Building a Machine Learning Classification Model with PyCaret
PyCaret is a machine learning (ML) library that is written in Python. It allows developers to train and deploy ML models. When compared with other open-source ML libraries such as scikit-learn, it is a good alternative low-code library that can be used to perform complex machine learning tasks with only a few lines of code. <!--more-->
PyCaret is a machine learning (ML) library that is written in Python. It allows developers to train and deploy ML models. When compared with other open-source ML libraries such as scikit-learn, it is a good alternative low-code library that can be used to perform complex machine learning tasks with only a few lines of code.

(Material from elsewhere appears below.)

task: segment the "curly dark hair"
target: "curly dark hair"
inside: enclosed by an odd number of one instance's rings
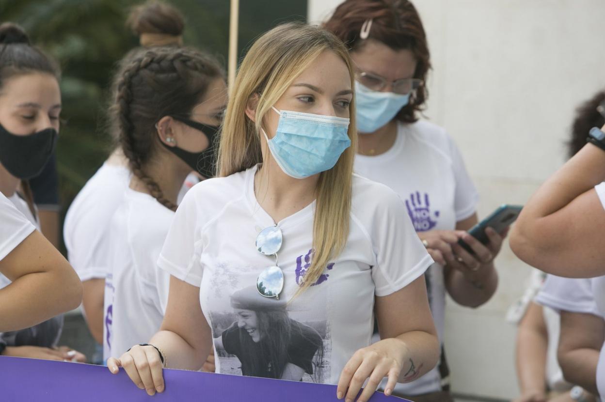
[[[418,11],[408,0],[346,0],[336,7],[323,26],[354,52],[364,43],[359,33],[364,23],[370,19],[372,19],[372,25],[368,39],[381,42],[394,50],[410,50],[417,62],[414,77],[426,82],[431,68],[427,34]],[[424,109],[428,97],[426,86],[421,85],[396,118],[404,123],[417,121],[416,112]]]
[[[586,144],[588,132],[593,127],[601,128],[605,125],[605,117],[597,110],[605,103],[605,90],[600,91],[576,109],[575,118],[571,128],[571,138],[566,143],[567,157],[571,158]],[[605,104],[603,105],[605,106]]]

We will be using PyCaret with the Default of Credit Card Clients Dataset dataset from Kaggle to predict whether a customer will default on payment or not. This prediction will be based on several features which we'll see in this tutorial.
Prerequisites
A reader needs to:
- Use Jupyter Notebook or Google Colab. In my tutorial, I used Google Colab.
- Be familiar with the Python programming language.
- Install Python 3.x
- Install the latest version of PyCaret. Currently, PyCaret 2.3 is the latest version. Its release notes are available here.
Outline
- What is PyCaret?
- Why use PyCaret?
- Functionalities of PyCaret
- Getting started
- Loading custom dataset from Kaggle using Pandas
- Training and evaluating our ML classification model
- Testing our model
- Saving our model
- Wrapping up
What is PyCaret?
PyCaret is a machine learning library that is written in Python. It allows developers to train and deploy ML models in an easy and fast way.
PyCaret has really good documentation that explains more about PyCarets features on their website. The documentation contains a lot more information on how to get started using it. In our tutorial, we are only using it for classification. But, you can also use this library to perform clustering, regression, anomaly detection, and natural language processing tasks.
Why use PyCaret?
- It is an open-source library. It is available to anyone interested in using it.
- It is built using Python. Most developers are familiar with this programming language.
- It is fast. Within only a few minutes, developers can deploy complex models.
- It is a low-code ML library. Since you spend less time coding, it makes developers more productive.
- It is a Python wrapper that is based on existing libraries such as scikit-learn. Thus, doesn't require a separate learning curve.
- It integrates seamlessly with other Python environments such as PyCharm. Developers can integrate PyCaret into their existing ML workflows with ease.
- It is ideal for both students and experienced developers.
Functionalities of PyCaret
- Data preparation.
- Model training.
- Hyperparameter tuning.
- Analysis and interpretability.
- Model selection.
- Experiment logging.
Let's now get started with PyCaret. The first step involves installing and importing dependencies.
Getting started
There are three main dependencies that we are going to import: PyCaret, Pandas, and Shap.
- PyCaret
PyCaret will be our main dependency. It allows us to leverage the ML pipeline to build our models.
- Pandas
We are using pandas to load our CSV data into the data frame. We use this library to read, clean, and manipulate our dataset to be able to build a custom machine learning model.
- Shap
Shap helps us interpret machine learning model results.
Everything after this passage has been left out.